Meth-associated HF with reduced ejection fraction reversible
Patients with methamphetamine-associated heart failure (HF) with reduced left ventricular (LV) ejection fraction (HFrEF) have a more severe disease compared with other HF patients, a study has found. But more importantly, quitting meth leads to an improvement in LV function with fewer hospital admissions, suggesting that meth-associated HFrEF may be reversed.
The retrospective analysis involved 51 HFrEF patients (28 methamphetamine users and 23 controls) and 60 HF patients with preserved EF (HFpEF; 28 methamphetamine users and 32 controls). Among meth users, 14 of those with reduced EF and 13 of those with preserved EF had quit the drug at the 1-year follow-up.

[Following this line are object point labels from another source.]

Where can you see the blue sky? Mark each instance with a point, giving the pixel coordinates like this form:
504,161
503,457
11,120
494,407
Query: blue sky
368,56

In the meth-HFrEF group (mean age, 51 years; 82.1 percent male), cessation of drug use resulted in an improvement in EF (10.6 percent; p=0.009) and fewer HF admissions per year compared with continued use (median, 0.0 vs 2.0; p=0.039).
On the other hand, meth-HFpEF patients (mean age, 50 years; 60.7 percent male) vs controls had higher baseline right ventricular systolic pressure (median, 53.44 vs 36.64; p=0.011) and lower lateral E/E’ ratio (8.1 vs 11.2; p<0.01). There were no significant improvements in echocardiographic parameters and clinical outcomes seen following discontinuation of drug use in this group.
The findings highlight the importance of initiating efforts focused on methamphetamine cessation to improve outcomes for users with HFrEF. Meanwhile, further investigation is warranted to shed light on occult abnormalities in LV function among meth users with HFpEF.